BERTweet: A Pre-trained Language Model for English Tweets
Introduction
BERTweet is the first publicly available large-scale language model specifically pre-trained for working with English Tweets. It employs the robust RoBERTa methodology for its training process. The model is built on a massive collection of 850 million English Tweets, which generates around 16 billion word tokens, and occupies about 80GB of storage. These Tweets were gathered between January 2012 and August 2019, with an additional subset focusing on 5 million Tweets related to the COVID-19 pandemic. Detailed information and experimental outcomes related to BERTweet are documented in a dedicated paper titled "BERTweet: A Pre-trained Language Model for English Tweets," presented at the 2020 Conference on Empirical Methods in Natural Language Processing.
Main Results
BERTweet delivers a myriad of powerful outcomes in various linguistic tasks, illustrated through results obtained in areas such as part-of-speech tagging, named entity recognition, sentiment analysis, and the detection of irony within Tweets. These images and statistics highlight BERTweet’s efficiency and accuracy as a computational language tool.
Using BERTweet with transformers
Installation
To use BERTweet, one needs to install the transformers
library. This can be done effortlessly through pip, with installation command:
pip install transformers
For those interested in experimenting with a faster tokenizer, it is possible to clone a specific branch from the transformers library and install it directly from the source.

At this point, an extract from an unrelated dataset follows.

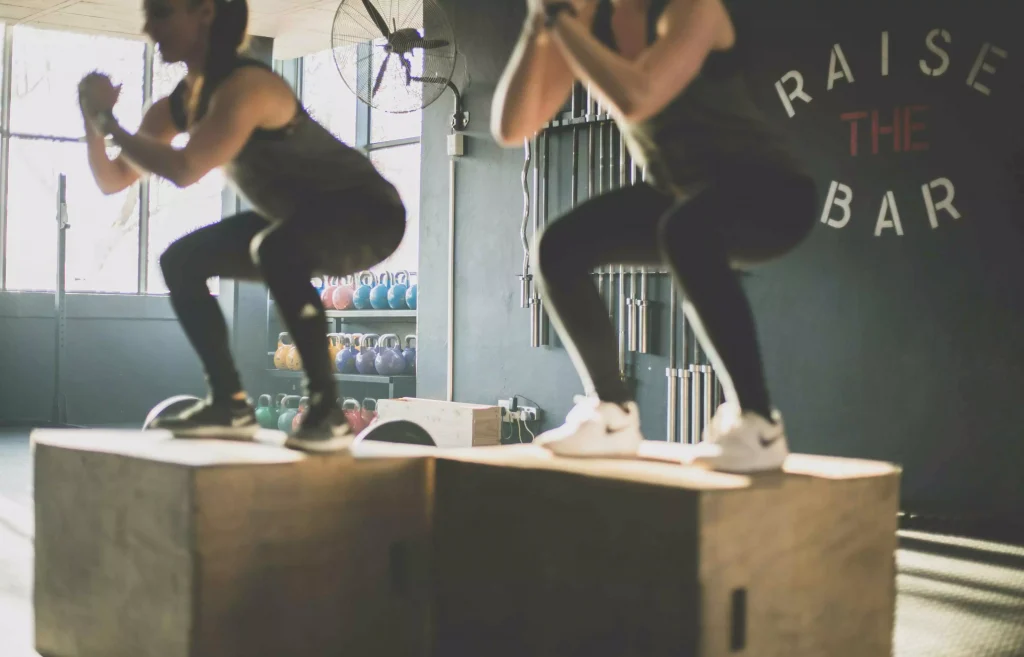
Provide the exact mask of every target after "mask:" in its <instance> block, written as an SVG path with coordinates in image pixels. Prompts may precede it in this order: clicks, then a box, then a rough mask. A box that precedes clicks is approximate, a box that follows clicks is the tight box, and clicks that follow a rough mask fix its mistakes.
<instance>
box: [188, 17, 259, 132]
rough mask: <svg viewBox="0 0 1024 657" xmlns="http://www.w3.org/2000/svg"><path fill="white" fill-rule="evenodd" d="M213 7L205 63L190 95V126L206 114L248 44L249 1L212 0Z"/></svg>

To deal with tokenization, the following pip installation is required:
pip3 install tokenizers
Pre-trained Models
BERTweet offers several pre-trained models, each tailored to different needs. The most notable ones include:
vinai/bertweet-base
: Handles a vast array of everyday English Tweets.vinai/bertweet-covid19-base-cased
andvinai/bertweet-covid19-base-uncased
: Specially further trained with COVID-19 related Tweets.vinai/bertweet-large
: A large model capable of managing extensive Tweet content.
Example Usage
BERTweet can be seamlessly integrated into Python projects utilizing the transformers
library. Here is an example to get started:
import torch
from transformers import AutoModel, AutoTokenizer
bertweet = AutoModel.from_pretrained("vinai/bertweet-large")
tokenizer = AutoTokenizer.from_pretrained("vinai/bertweet-large")

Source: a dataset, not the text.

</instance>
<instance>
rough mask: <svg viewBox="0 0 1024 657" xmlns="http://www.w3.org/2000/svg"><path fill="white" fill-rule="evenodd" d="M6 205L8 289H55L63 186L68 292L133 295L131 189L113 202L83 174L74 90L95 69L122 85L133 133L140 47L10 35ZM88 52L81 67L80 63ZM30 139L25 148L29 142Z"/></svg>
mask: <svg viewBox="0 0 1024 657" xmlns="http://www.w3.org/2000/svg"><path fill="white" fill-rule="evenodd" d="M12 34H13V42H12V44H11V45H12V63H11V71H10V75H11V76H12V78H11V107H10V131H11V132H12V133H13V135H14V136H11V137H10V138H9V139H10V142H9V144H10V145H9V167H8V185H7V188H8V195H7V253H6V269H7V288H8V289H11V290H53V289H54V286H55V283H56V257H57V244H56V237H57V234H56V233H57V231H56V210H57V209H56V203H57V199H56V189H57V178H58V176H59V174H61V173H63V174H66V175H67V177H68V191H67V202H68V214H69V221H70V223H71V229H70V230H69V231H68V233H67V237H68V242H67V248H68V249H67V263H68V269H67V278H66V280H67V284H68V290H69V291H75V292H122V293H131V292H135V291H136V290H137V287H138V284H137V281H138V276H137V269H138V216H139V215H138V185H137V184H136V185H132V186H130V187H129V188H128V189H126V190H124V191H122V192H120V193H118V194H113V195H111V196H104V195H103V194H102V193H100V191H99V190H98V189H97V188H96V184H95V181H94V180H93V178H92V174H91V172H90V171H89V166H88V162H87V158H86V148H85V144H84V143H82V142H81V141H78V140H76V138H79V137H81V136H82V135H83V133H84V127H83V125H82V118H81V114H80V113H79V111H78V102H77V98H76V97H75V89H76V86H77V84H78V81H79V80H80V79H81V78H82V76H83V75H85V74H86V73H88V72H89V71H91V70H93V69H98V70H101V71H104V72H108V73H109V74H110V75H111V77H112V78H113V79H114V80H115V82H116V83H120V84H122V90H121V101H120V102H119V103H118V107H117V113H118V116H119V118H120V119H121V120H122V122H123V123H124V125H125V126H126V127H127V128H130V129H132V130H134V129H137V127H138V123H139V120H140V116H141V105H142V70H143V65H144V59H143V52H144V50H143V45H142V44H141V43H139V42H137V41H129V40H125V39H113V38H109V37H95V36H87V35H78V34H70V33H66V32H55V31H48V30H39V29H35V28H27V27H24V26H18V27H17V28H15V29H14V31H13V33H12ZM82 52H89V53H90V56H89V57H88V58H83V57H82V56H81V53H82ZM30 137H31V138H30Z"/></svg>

line = "DHEC confirms HTTPURL via @USER :crying_face:"
input_ids = torch.tensor([tokenizer.encode(line)])
with torch.no_grad():
features = bertweet(input_ids)
Normalize Raw Input Tweets
To maintain consistency and streamline processing, BERTweet uses normalization techniques to standardize Tweets before processing. This involves converting user mentions and URLs into special tokens. For those leveraging BERTweet in their applications, employing similar normalization processes as the pre-trained models is recommended.
To achieve this, users can install additional dependencies:
pip3 install nltk emoji==0.6.0
Using BERTweet with fairseq
For integration with the fairseq
library, users can refer directly to the detailed instructions available in the BERTweet documentation online.
License
BERTweet is released under the MIT License, making it freely available for use, modification, and distribution. This flexible licensing encourages wide application in varied linguistic and computational contexts.